So far, Bush's war has cost more than $120 billion and 700
American lives.
But if the American system has treated you well enough to
allow you to become wealthy, you probably think everything
is going great. You've gotten tax cut after tax cut. None
of your family or friends have been sent to Iraq. You haven't
seen the hundreds of flag-draped caskets returning to America,
because of the administration's ban on journalists from Dover
Air Force Base. And if you're lucky (and immoral) enough to
own a piece of Halliburton, Bechtel or another winner of huge
no-bid contracts in Iraq, you've probably made more than enough
of a profit from the unnecessary death and destruction to
buy another SUV.
Today, the true costs of the war are being disproportionately
borne by low- and middle-income Americans. These are the people
losing access to child care, education, health care and other
essential services because Bush continued to give tax cuts
to the rich even after he decided to spend billions of dollars
on an unnecessary war. These are the people left unemployed
by the "jobless recovery" to which Bush's monomaniacal pursuit
of war has led. And these are the people who are dying in
Iraq, often because enlisting in the armed forces was the
only way out of the destitution and poverty into which they
were born.
But, of course, it's not just the current generation of
Americans who will suffer from Bush's war. In fact, we haven't
paid a dime of the $120 billion yet, because we don't have
it. Bush and the Republican-led Congress have simply charged
the bill to the country's already maxed-out credit card, to
be paid for by future generations of American taxpayers.

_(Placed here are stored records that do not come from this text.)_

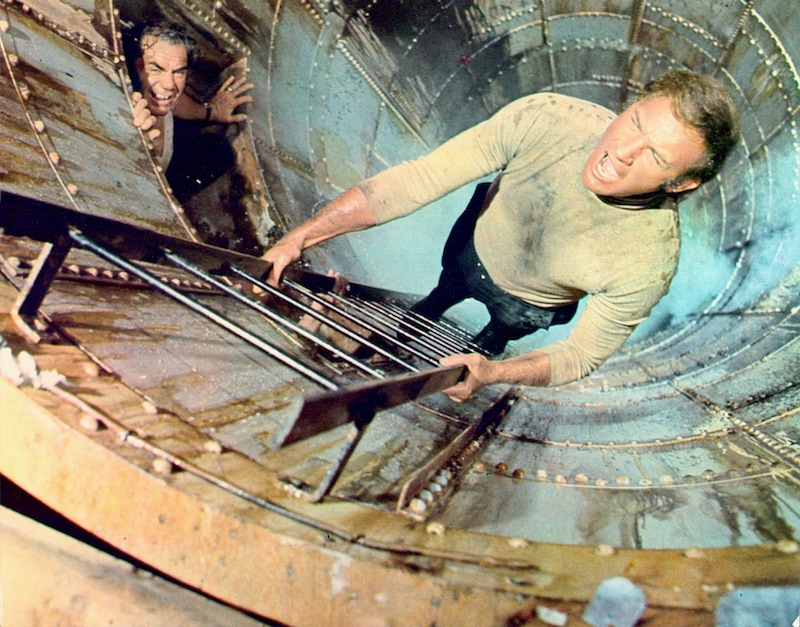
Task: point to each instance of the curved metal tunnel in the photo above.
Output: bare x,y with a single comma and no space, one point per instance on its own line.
344,90
690,436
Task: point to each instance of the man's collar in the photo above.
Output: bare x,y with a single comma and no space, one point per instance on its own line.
640,201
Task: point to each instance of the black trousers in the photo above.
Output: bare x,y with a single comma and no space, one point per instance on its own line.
463,276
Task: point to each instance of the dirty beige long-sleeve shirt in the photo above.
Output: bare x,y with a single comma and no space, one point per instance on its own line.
545,238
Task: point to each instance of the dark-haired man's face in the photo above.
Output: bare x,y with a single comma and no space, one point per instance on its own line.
643,149
162,71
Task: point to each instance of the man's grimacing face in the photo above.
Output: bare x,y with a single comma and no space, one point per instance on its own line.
642,149
162,72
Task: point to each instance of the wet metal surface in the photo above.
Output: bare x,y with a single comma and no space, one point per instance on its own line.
686,438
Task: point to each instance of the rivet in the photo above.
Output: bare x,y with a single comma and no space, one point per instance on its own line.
162,466
694,553
149,408
417,506
212,446
90,423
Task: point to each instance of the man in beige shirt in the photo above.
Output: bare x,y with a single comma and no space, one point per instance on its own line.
584,205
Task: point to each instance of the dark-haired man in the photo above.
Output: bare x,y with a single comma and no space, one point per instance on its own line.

And $120 billion is just the tip of the iceberg. Every month,
Bush's war costs our future children and grandchildren an
additional $4.7 billion. That's more than $100,000 per minute,
24 hours a day, until we are finally able to leave Iraq years
or decades down the road.
Yet in addition to refusing to provide a realistic estimate
of how much the next year of the war will cost until after
the election, Bush has not asked his wealthy base to sacrifice
anything. Not their tax cuts, not their corporations' offshore
tax shelters and certainly not their huge gas-guzzling SUVs
that will only lead to more oil wars in the Middle East.
On March 27 of last year, Deputy Defense Secretary Paul
Wolfowitz, one of the Bush administration's most unabashed
warmongers, told a House appropriations committee that "oil
revenues of [Iraq] could bring between $50 billion and $100
billion over the next two or three years." Continuing the
administration's policy of misleading Congress and the American
people into war, Wolfowitz went on say that "we're dealing
with a country that can really finance its own reconstruction."
Now, more than $120 billion and 700 American lives later,
with oil flowing at barely a trickle, there is little evidence
that anyone but us, our children and our grandchildren will
bear the brunt of Bush's disastrous policy of unprovoked war.
Bush's rich friends at Halliburton, Bechtel and the rest,
however, will continue to profit from the spilled blood of
young Americans in Iraq for years to come.